O desafio tecnológico foi superado pelos pesquisadores Mathias Strauss e Murilo Santhiago do CNPEM e Omar Ginoble Pandoli, do CTC/PUC-Rio, e suas equipes — financiadas pelo Instituto Serrapilheira — usando a estrutura natural do bambu, e acaba de ser publicado como artigo no renomado Journal of Materials Chemistry A, da Royal Society of Chemistry (RSC, http://doi.org/10.1039/C9TA13069A).
Microcanais
Os cientistas observaram que o bambu apresenta uma grande quantidade de microcanais da espessura de um fio de cabelo, perfeitamente alinhados. Foi possível identificar de 40 a 60 destes microcanais a cada um centímetro da parede do colmo do bambu. Esses microcanais constituem o sistema vascular do bambu que permite o transporte de água e nutrientes para toda a planta. Esta rede de microtubos (feixes vasculares) são necessários para a planta crescer rapidamente, em algumas das espécies até um metro por semana.
O uso de sofisticados equipamentos de microscopia eletrônica do Laboratório Nacional de Nanotecnologia (LNNano) permitiu mapear com precisão toda a estrutura e abriu possibilidades de usá-las para construir circuitos elétricos e dispositivos eletroquímicos integrados.
Os microcanais do bambu foram revestidos internamente com uma tinta metálica (ilustração ao lado), conhecida pela alta condutividade elétrica, por meio de um processo simples que mantém os canais desobstruídos para a passagem de líquidos e a incorporação de outros nanomateriais.
Após esta modificação, os microcanais passaram a conduzir com eficiência a eletricidade, bem como permite fluir líquidos através dos mesmos, já que permanecem ainda abertos e ocos. Esse arranjo possibilitou, por exemplo, usá-lo como um aquecedor microfluídico perfeitamente integrado à estrutura natural do bambu.
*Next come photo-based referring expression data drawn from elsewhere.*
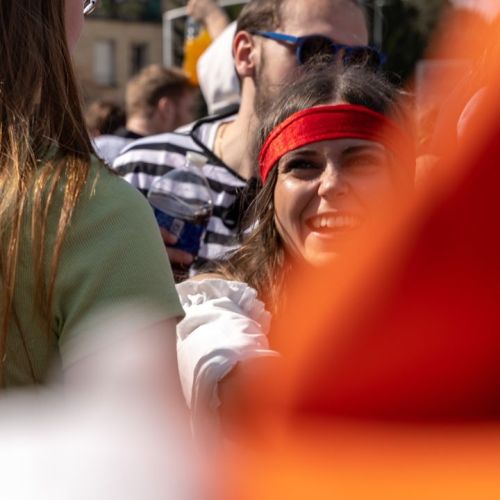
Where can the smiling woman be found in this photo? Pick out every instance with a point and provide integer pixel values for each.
(335, 161)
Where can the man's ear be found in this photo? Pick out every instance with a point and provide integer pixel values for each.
(245, 54)
(166, 109)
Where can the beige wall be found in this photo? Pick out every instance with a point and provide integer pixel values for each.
(125, 35)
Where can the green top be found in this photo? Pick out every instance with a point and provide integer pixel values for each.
(112, 254)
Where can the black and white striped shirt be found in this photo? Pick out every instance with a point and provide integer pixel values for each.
(146, 159)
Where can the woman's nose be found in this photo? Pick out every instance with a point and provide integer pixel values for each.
(332, 183)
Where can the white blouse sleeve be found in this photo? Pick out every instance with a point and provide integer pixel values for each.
(225, 323)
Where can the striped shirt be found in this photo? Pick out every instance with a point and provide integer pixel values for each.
(146, 159)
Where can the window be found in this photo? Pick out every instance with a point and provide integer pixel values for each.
(105, 62)
(139, 57)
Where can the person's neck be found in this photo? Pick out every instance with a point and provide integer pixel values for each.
(142, 126)
(235, 141)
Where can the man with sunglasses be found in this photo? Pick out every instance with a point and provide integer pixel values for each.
(273, 40)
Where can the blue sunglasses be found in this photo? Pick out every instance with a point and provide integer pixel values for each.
(313, 46)
(89, 6)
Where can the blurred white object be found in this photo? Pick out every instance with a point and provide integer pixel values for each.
(216, 74)
(115, 432)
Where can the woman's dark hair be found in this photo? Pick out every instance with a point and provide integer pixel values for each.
(45, 150)
(261, 260)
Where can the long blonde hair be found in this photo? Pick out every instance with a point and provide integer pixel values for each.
(44, 145)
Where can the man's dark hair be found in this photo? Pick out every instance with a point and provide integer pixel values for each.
(266, 15)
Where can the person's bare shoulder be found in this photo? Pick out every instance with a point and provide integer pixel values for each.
(207, 276)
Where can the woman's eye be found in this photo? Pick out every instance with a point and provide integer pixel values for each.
(300, 164)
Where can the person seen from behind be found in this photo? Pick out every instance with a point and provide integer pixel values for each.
(157, 100)
(273, 41)
(103, 117)
(75, 238)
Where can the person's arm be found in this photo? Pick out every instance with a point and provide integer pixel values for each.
(211, 15)
(225, 326)
(114, 263)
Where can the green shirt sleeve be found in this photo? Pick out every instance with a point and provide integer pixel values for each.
(113, 254)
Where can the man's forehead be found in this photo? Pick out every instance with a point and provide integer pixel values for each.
(341, 20)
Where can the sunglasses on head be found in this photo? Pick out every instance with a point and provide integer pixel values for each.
(89, 6)
(313, 47)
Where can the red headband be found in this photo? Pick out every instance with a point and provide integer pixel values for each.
(322, 123)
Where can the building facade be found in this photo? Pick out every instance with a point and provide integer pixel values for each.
(117, 42)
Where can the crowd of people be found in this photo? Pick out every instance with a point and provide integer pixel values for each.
(310, 151)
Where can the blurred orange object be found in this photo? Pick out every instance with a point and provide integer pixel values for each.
(196, 42)
(392, 372)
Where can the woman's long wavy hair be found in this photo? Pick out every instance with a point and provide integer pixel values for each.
(44, 145)
(261, 261)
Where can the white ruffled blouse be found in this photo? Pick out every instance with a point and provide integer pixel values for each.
(225, 323)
Ajustando a corrente elétrica que passa pelo interior do bambu foi possível aquecer a água a mais de 50 °C.
A integração de um material condutor nos feixes vasculares do bambu garantiu também tirar proveito para outras aplicações, como usar os microcanais condutores para construir um sistema integrado de microsensores eletroquímicos e circuitos elétricos dos mais variados tipos.
Vantagens
Entre as principais vantagens de se aproveitar do bambu para construir esses circuitos elétricos é a enorme dificuldade e custo de se usar meios convencionais da indústria para fabricar microestruturas com este arranjo e dessa dimensão micrométrica. O recobrimento metálico é muito fino (10-15 µm), aproximadamente dez vezes menor que o diâmetro dos canais, resultando em um material extremamente leve e condutor.
Outra vantagem importante do uso do bambu é a escalabilidade na produção de produtos tecnológicos e sustentáveis. O bambu se desenvolve com muita rapidez e facilidade nos países tropicais, e, com isso, a maioria das economias em desenvolvimento poderiam explorar com vantagem competitiva esta nova tecnologia nas áreas de energia, materiais inteligentes e educação.